Years later I had a room-mate who was growing frustrated with his International Relations courses – largely stumbling through the all the extraneous verbiage. Unfortunately for him, he lacked the filter in his brain that could just shut this stuff out. Most of it is neo-marxist tripe of one sort or another, some of which has some merits, but some of which is often just a hodgepodge of postmodern terminology that when actually ‘deconstructed’ can be nearly void of any actual meaning, or coherent train of thought beyond vague and dubious claims of western Imperialism.
So in the honour of my former struggling-student roommate and the spoiled Yalie, I’ve decided to invent the “cultural studies drinking game” (or if you prefer, the “critical theory drinking game”), which after 30 seconds of Googling, I’ve confirmed has not already been invented by someone else and is therefore mine.

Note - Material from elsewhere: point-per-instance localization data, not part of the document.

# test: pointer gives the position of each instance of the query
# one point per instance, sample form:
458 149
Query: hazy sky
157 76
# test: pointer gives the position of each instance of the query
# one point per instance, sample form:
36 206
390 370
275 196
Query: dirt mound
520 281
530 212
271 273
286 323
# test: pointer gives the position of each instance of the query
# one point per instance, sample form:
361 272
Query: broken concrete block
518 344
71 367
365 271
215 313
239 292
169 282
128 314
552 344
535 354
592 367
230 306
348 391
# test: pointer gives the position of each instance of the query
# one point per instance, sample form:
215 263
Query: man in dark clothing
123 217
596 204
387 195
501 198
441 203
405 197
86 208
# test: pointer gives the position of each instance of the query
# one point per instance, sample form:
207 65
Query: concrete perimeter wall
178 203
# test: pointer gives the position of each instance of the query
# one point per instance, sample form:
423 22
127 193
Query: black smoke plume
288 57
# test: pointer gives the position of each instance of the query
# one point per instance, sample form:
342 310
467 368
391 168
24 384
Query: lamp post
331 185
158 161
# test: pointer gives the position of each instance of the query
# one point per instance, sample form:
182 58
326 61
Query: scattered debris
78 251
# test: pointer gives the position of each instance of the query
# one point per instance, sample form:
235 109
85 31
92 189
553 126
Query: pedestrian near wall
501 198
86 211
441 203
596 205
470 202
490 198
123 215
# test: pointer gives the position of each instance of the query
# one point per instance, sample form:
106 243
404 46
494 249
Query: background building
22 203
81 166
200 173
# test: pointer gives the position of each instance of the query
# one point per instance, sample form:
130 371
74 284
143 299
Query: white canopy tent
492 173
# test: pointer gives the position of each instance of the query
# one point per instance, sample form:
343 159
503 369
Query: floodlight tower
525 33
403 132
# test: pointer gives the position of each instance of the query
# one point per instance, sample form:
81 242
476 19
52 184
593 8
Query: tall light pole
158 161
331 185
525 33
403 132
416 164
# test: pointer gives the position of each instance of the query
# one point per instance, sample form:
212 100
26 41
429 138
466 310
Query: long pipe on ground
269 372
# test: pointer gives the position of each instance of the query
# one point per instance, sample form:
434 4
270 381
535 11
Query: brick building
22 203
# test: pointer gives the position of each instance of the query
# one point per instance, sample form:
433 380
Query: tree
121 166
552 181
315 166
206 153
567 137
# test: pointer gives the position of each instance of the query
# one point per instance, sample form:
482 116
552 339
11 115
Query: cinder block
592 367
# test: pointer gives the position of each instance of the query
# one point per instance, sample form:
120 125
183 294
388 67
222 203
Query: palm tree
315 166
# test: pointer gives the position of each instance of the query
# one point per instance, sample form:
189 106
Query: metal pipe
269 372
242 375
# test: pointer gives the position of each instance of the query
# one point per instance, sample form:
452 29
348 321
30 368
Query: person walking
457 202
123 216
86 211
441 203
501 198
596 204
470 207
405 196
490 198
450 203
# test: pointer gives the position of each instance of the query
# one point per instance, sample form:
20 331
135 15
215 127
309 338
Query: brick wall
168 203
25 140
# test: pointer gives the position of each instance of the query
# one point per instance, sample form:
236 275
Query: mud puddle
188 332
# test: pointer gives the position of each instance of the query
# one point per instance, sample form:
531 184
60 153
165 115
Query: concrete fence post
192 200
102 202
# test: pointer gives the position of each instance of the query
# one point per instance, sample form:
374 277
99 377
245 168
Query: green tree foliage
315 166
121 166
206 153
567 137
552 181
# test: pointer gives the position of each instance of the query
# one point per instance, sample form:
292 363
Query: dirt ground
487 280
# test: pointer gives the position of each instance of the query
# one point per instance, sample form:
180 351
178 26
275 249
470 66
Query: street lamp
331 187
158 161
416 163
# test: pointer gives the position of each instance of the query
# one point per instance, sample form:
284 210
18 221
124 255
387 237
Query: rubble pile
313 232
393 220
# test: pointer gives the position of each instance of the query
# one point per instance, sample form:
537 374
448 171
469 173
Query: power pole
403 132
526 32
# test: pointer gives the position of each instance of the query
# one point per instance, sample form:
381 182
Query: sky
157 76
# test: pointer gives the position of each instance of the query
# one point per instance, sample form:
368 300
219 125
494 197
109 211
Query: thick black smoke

Fiction – when referring to anything other than a book that is not non-fiction: pretend to take one shot
Myth – unless debunking a widely held belief such as changing lightbulbs will stop global warming: one swig of beer.
Ambiguity – one shot. Maybe
Adding ‘ity’ or ‘ities’ to any adjective in an attempt to turn it into a noun: e.g. ‘domestic’ vs ‘domesticity’ : two shots.
Adding any other extra syllables to any common word to make it sound more ‘academic’ – one shot per each syllable.
Relation to power or ruling class – everyone takes a shot.
Social construction – see ambiguity
Oppressive State Apparatus/Instrument of State Apparatus – throw your shot glass at the person sitting opposite
Appropriation – take the drink of the person to your right. If used in the same phrase as “class relation”, then three shots.
Discourse – everyone yells ‘chug chug chug!’ while you swallow the remainder of whatever is in your glass.
Consciousness – you’ve now lost consciousness from drinking too much. And you’ve only read two paragraphs. Game over.